Les exploitations pratiquant la production biologique ne peuvent établir un accord de coopération écrit en vue de l'épandage d'effluents excédentaires provenant de la production biologique qu'avec d'autres exploitations ou entreprises respectant les règles de la production biologique. La limite maximale est calculée sur la base de l'ensemble des unités de production biologiques concernées par cette coopération.

Le processus de compostage en milieu biologique

Faire son compost ne s'improvise pas et le compostage ne peut en aucun cas être assimilé à un tas de fumier laissé dans un coin sans manipulation. Le processus de compostage est une transformation contrôlée en tas, qui consiste en une décomposition aérobie de matières organiques d’origine végétale et/ou animale. L’opération de compostage vise à améliorer le taux d’humus. Elle est caractérisée à la fois par une élévation de température, une réduction de volume, une modification de la composition chimique et biochimique, et un assainissement au niveau des pathogènes, des graines d’adventices et de certains résidus.
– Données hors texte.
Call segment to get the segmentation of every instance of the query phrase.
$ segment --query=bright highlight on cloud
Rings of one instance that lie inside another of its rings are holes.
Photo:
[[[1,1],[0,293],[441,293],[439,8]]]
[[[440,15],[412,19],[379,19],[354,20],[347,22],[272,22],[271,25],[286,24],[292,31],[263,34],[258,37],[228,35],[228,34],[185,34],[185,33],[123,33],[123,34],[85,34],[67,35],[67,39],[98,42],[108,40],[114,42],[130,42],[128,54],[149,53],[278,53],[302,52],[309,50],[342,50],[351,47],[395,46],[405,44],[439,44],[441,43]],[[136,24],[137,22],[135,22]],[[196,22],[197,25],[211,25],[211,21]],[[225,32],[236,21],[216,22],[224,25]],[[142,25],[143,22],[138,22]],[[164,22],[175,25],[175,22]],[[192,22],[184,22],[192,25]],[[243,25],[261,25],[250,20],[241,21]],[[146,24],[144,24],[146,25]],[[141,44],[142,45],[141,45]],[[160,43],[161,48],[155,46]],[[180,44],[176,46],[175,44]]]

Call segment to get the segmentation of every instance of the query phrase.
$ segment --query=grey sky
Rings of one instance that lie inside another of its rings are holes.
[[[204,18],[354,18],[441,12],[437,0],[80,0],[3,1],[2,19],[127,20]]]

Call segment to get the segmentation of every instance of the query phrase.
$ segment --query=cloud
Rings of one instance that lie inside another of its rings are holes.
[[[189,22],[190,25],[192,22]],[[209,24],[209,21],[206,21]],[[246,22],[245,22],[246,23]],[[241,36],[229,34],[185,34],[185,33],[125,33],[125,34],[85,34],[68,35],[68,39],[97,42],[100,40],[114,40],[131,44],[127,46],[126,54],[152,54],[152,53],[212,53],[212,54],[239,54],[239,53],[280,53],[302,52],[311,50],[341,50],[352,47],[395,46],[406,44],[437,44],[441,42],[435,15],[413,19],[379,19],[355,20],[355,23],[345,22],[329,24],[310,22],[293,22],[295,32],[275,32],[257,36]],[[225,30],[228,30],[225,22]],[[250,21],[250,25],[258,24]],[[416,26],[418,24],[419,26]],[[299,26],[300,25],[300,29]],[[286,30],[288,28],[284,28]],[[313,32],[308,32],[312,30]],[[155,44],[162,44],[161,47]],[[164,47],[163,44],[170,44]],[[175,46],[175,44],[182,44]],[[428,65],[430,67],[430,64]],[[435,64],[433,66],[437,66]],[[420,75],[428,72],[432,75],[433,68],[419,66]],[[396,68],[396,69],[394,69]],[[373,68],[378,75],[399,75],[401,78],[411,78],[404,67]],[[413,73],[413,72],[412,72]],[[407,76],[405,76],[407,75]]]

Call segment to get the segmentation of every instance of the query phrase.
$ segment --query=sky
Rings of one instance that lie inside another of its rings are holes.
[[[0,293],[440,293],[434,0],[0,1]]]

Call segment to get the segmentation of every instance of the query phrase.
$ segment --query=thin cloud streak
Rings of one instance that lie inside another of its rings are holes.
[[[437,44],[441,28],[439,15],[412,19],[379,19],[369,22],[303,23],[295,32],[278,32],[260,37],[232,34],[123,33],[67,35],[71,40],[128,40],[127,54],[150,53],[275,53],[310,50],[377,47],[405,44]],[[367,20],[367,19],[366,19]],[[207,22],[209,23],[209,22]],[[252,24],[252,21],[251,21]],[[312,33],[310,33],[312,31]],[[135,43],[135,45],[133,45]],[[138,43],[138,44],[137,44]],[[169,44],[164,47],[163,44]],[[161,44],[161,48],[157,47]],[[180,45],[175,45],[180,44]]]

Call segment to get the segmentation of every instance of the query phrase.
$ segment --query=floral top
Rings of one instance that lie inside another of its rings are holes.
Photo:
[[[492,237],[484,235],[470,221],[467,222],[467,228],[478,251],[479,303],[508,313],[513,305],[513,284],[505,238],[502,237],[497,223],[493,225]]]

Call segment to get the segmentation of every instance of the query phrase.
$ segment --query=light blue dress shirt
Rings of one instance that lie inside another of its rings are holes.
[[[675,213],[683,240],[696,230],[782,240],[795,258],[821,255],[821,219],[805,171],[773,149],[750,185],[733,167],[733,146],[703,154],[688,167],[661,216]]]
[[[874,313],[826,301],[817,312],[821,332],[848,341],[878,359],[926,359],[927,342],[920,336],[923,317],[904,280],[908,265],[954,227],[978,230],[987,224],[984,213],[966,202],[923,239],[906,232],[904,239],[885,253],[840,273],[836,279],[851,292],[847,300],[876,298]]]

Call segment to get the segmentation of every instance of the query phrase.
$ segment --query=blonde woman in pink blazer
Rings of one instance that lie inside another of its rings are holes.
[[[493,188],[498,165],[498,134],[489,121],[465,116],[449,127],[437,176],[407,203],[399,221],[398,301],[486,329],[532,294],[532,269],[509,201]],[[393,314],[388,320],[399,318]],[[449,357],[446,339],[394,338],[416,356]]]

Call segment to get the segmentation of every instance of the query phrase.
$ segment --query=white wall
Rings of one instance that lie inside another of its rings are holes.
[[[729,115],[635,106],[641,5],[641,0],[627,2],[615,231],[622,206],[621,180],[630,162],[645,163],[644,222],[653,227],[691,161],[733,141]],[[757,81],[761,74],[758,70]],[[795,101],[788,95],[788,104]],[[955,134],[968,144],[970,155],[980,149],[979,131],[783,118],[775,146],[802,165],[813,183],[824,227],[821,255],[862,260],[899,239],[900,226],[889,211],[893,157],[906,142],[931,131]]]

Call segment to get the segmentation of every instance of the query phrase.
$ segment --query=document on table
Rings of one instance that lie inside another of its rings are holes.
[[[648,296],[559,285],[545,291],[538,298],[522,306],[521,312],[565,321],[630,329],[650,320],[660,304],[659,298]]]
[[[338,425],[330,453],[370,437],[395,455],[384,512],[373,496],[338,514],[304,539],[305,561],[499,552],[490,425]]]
Elle doit comporter un ajout de matière carbonée et un ajustement de la teneur en eau, si nécessaire. Ni le dépôt de fumier stocké par simple bennage, ni le compostage dit de surface ne peuvent être assimilés à un compostage. Les fientes mises en tas ou le stockage de déjections liquides sans support carboné ne constituent pas une opération de compostage.

Diagramme illustrant les étapes d'un compostage conforme aux normes biologiques

Mise en marché des produits fertilisants et biostimulants

Les biostimulants sont des matières dont la fonction est de stimuler des processus naturels des plantes ou du sol, afin de faciliter ou de réguler l’absorption par celles-ci des éléments nutritifs ou d’améliorer leur résistance aux stress abiotiques. Ils ne répondent à aucune norme et doivent obtenir une Autorisation de Mise sur le Marché (AMM) par l’intermédiaire d’un dossier d’autorisation, ou peuvent bénéficier du marquage CE après une évaluation par un organisme notifié.

Référencés dans les normes engrais AFNOR, les fertilisants liquides sont des produits appliqués essentiellement en foliaire destinés à la complémentation nutritionnelle et à la relance des cultures. Leurs actions se situent à différents niveaux de la physiologie de la plante : anti carentiel, résistance aux stress, qualité de récolte. Pour les allégations relatives à la résistance aux stress et à la qualité de la récolte, celles-ci doivent faire l’objet d’une demande d’AMM spécifique.

Les produits de protection des cultures n’entrent pas dans le champ d’application du règlement UE 2018/848 relatif à la production biologique. Ils ne peuvent donc pas être certifiés « biologiques ». Toutefois, les substances actives, contenues dans les produits phytopharmaceutiques autorisés, utilisables en agriculture biologique sont listées à l'annexe I du règlement UE 2021/1165.

Signalétique et transparence pour le consommateur

Le logo européen « agriculture biologique » (dit « Eurofeuille ») doit être appliqué sur les produits qui contiennent 100 % d’ingrédients issus du mode de production biologique ou au moins 95 % de produits agricoles biologiques dans le cas des produits transformés. Ce logo est devenu obligatoire le 1er juillet 2010 sur les étiquetages des produits alimentaires préemballés dans l’Union européenne. Il est facultatif pour les produits importés.

Dans tous les cas où il est utilisé, doivent figurer à proximité l’indication du lieu de production des matières premières agricoles composant le produit sous la forme : « Agriculture UE », « Agriculture non UE » ou « Agriculture UE/non UE », avec la possibilité de mentionner le pays. Le numéro de code de l’organisme certificateur doit également figurer. Les logos nationaux et privés peuvent être utilisés en complément. La marque collective agriculture biologique est régie par les dispositions du Code de la propriété intellectuelle en vigueur. Son usage est soumis à un règlement défini par l’INAO et le ministère chargé de l’Agriculture.